A further attempt was made to define a household and ease the continuing difficulties in interpretation. The rather ambiguous term “lodger” was dropped and an occupier (householder) was described as a resident owner or a person who pays rent for a whole house or for a tenement consisting of one or more rooms. This description only caused more difficulties in answering the question as to number of rooms, in that a resident owner was uncertain whether to include the rooms occupied by his lodger, who was counted as a separate household. 

The 1901 Census was taken on Sunday 31st March 1901.
The questions asked did not differ materially from those of 1891. There was a small refinement in the employment questions, where instead of answering whether one was Employer, Employee or Neither, the 1901 Census required one to state whether Employer, Worker or Working on Own Account and if one worked at home.

In the infirmities section the word Idiot was replaced by the more politically correct Feeble-minded.

Enumerators
The parish of High Littleton was enumerated in two districts until 1901, when Charles BODY of Church Farm, a 21 year old colliery clerk, enumerated the whole parish himself.

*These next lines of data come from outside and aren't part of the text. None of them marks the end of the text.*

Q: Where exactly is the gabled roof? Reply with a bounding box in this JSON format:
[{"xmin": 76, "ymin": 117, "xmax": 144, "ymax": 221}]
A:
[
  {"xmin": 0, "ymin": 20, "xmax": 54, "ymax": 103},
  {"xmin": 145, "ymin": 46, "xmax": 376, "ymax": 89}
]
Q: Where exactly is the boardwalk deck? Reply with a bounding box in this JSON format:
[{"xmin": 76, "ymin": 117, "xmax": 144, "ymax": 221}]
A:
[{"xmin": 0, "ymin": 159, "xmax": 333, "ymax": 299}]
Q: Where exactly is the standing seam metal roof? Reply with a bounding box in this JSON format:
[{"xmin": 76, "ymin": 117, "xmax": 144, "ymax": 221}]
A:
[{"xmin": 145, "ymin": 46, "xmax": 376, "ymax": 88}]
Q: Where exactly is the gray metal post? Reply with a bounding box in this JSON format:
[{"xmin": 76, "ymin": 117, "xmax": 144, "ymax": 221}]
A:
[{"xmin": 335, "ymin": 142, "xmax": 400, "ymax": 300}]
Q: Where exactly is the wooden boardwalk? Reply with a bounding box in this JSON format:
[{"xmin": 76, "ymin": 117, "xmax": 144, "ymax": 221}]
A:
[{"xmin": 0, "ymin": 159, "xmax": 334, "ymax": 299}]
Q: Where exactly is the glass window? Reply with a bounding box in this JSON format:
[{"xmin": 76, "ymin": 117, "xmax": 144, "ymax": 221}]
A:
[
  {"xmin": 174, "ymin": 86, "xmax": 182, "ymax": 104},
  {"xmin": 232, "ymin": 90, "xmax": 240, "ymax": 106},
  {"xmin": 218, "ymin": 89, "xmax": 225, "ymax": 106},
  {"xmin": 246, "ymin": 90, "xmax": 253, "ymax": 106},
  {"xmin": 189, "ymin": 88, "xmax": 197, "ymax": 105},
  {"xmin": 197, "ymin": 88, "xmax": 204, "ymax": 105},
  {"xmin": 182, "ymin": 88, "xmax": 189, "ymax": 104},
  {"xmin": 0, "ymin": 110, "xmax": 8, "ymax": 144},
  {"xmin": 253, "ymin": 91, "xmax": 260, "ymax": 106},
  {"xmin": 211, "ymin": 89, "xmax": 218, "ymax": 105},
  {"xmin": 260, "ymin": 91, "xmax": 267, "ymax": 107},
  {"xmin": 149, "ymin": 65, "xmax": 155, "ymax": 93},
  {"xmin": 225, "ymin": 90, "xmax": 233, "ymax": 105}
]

1841   John DUDDEN & James WEEKS
1851   Isaac COWEN & John SPERRING
1861   Thomas MELHUISH & Isaac COWEN
1871   Thomas MELHUISH & George Emmanuel COWEN
1881   Herbert H.F. CROSS & George Emmanuel COWEN
1891   Miss Myra MELHUISH & George Emmanuel COWEN
1901   Charles BODY

Official Population of High Littleton and Hallatrow, compared with England & Wales 1801-1951
The population of High Littleton and Hallatrow peaked in 1841 at approximately 1,100 and that level was not reached again for over a hundred years. Coalmining was by far the largest single occupation throughout the nineteenth century.

In 1851 no less than 60% of the population living in the parish were born there. This percentage reduced in every successive census, reflecting the general migration from rural parishes to the larger towns and cities. Today the number of parishioners actually born in the parish is very small. This migration can be clearly demonstrated by comparing the relatively static population of High Littleton with England and Wales as a whole.

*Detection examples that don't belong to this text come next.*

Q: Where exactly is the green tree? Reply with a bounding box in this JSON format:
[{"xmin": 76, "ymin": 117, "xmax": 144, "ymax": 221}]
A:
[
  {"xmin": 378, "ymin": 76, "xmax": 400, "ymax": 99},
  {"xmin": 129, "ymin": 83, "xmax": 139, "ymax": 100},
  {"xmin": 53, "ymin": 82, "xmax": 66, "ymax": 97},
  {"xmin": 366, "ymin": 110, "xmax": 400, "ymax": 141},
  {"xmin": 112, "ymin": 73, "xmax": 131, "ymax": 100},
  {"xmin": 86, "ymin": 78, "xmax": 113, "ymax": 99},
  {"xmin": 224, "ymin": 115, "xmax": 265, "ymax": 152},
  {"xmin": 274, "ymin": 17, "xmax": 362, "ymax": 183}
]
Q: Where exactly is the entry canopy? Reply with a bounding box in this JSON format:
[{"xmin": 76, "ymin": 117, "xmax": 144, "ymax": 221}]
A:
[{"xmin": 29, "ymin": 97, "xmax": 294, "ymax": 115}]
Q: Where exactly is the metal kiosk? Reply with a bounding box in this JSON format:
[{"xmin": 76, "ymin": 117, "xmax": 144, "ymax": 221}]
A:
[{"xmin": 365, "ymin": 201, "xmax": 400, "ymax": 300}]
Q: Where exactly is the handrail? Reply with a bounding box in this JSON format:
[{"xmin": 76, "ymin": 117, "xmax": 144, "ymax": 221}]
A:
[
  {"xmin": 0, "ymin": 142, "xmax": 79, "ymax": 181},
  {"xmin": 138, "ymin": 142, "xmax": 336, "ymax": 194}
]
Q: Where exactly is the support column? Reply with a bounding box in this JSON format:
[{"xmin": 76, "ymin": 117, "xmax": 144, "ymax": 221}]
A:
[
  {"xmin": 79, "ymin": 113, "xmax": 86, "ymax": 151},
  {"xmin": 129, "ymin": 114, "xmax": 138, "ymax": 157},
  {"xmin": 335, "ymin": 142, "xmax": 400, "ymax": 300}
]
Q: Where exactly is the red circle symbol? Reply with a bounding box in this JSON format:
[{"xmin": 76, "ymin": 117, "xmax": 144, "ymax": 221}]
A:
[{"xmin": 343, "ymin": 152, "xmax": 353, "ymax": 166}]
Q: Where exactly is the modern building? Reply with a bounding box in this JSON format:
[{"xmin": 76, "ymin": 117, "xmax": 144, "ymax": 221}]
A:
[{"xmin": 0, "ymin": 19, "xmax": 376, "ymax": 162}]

High Littleton & Hallatrow

England & Wales

1801    811

1801    8.3m

1811    804* (should be 791)

1811    10.2m

1821    864

1821    12.0m

1831    911

1831    13.8m

1841  1,112* (should be 1,098)

1841    15.9m

1851    951

1851    18.0m

1861    860

1861    20.0m

1871    740

1871    22.7m

1881    775

1881    26.0m

1891    798

1891    29.0m

1901    812

1901    32.5m

1911  1,008

1911    36.1m

1921    997

1921    37.9m

1931    866

1931    40.0m

1941 No census

1941    No census

1951  1,104

1951    43.8m

*overstated by duplication of entries

Boundary changes in 1956 resulted in High Littleton losing 222 acres (1951 population 41) to Farmborough and Paulton but gaining 47 acres (1951 population 264) from Clutton and Farmborough. The net increase in population on 1951 figures (Greyfield, Scumbrum and New Road accounting for the majority), was therefore 223. Thus one should compare the 1961 population with an adjusted 1951 population of 1,327.